Campus

Fanatieke zeiler

Niels Moerke is verknocht aan maritieme techniek. Hij sleutelt aan snelle zeilboten en ontwerpt grote, luxueuze scheepsjachten voor Van Oossanen. Ook werkt hij aan scheepsrompen met zo min mogelijk weerstand en past hij nieuwe technieken als spoilers toe.

Naam: Niels Moerke (30)
Woonplaats: Hoogland
Verliefd/verloofd/getrouwd: Getrouwd
Studie: HTS, scheepsbouw, maritieme techniek, TU Delft
Afstudeerrichting: Hydrodynamica
Afstudeerjaar: 2006
Loopbaan: In 2001 liep Niels Moerke zijn hts-stage bij Van Oossanen. In 2003 studeerde hij af op de foil assist. In 2006 sloot Moerke zijn studie op de TU Delft af met de opdacht voor de Hull Vane, de bootspoiler met tien tot twaalf procent minder weerstand, waar Van Oossanen patent op aanvroeg. Moerke werkt fulltime voor Van Oossanen.

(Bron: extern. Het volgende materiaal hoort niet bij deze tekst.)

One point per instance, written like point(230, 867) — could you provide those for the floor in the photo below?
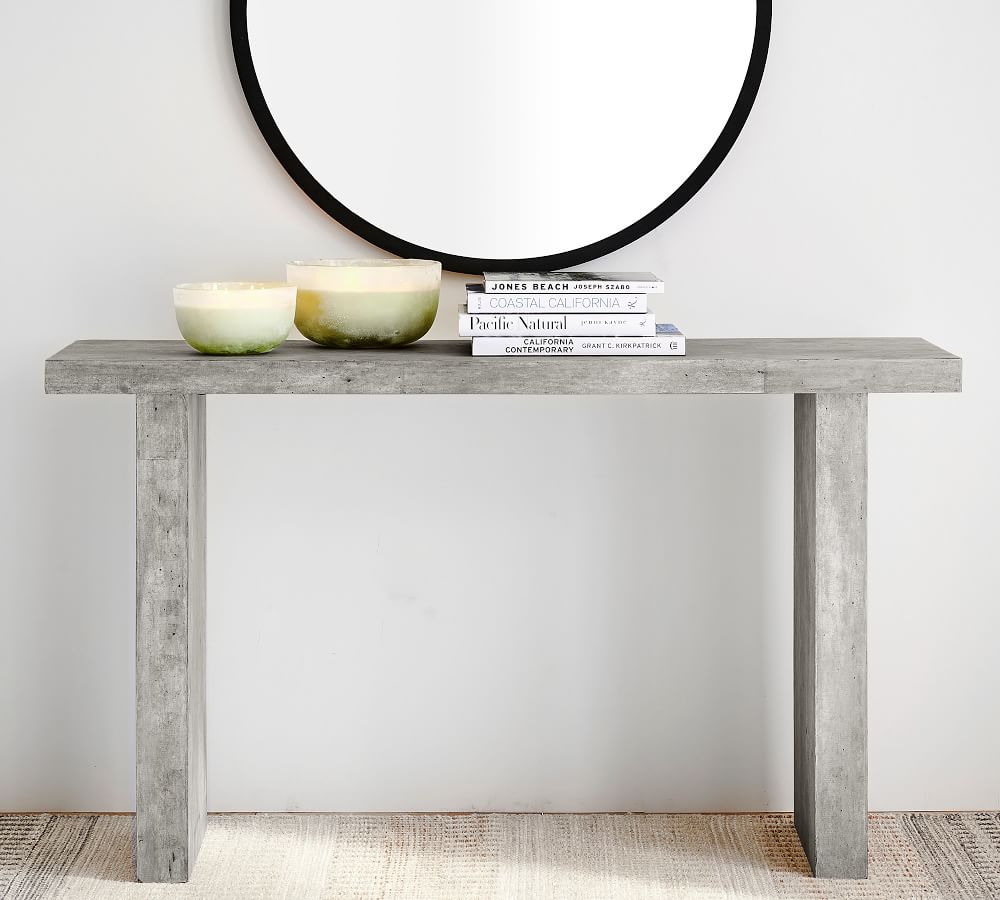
point(437, 857)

Het houten balkenplafond waaronder Niels Moerke werkt, hangt vol met ranke, gestroomlijnde bootrompen. Bij elk bootdeel dat hij aanwijst beginnen zijn ogen te glimmen en vertelt hij een verhaal over de hydrodynamica en berekeningen voor minder weerstand in het water. Moerke leeft op bij de uitleg over verbeteringen van traditionele Lemsteraken en luxe motorjachten.
Moerke puzzelde bijvoorbeeld onlangs op het ontwerp van een aluminium motorboot. “Een klant wilde een boot waarmee hij snel van het IJsselmeer naar Amsterdam kon varen om naar het theater te gaan. In de grachten moesten er weinig golven van zijn boot afkomen, maar buiten de grachten wilde hij het gas erop, snel gaan. Een lastige combinatie.” Een boot ontworpen voor lage snelheden kan niet over de golven scheren, en een snelle boot maakt veel golven bij lage snelheden.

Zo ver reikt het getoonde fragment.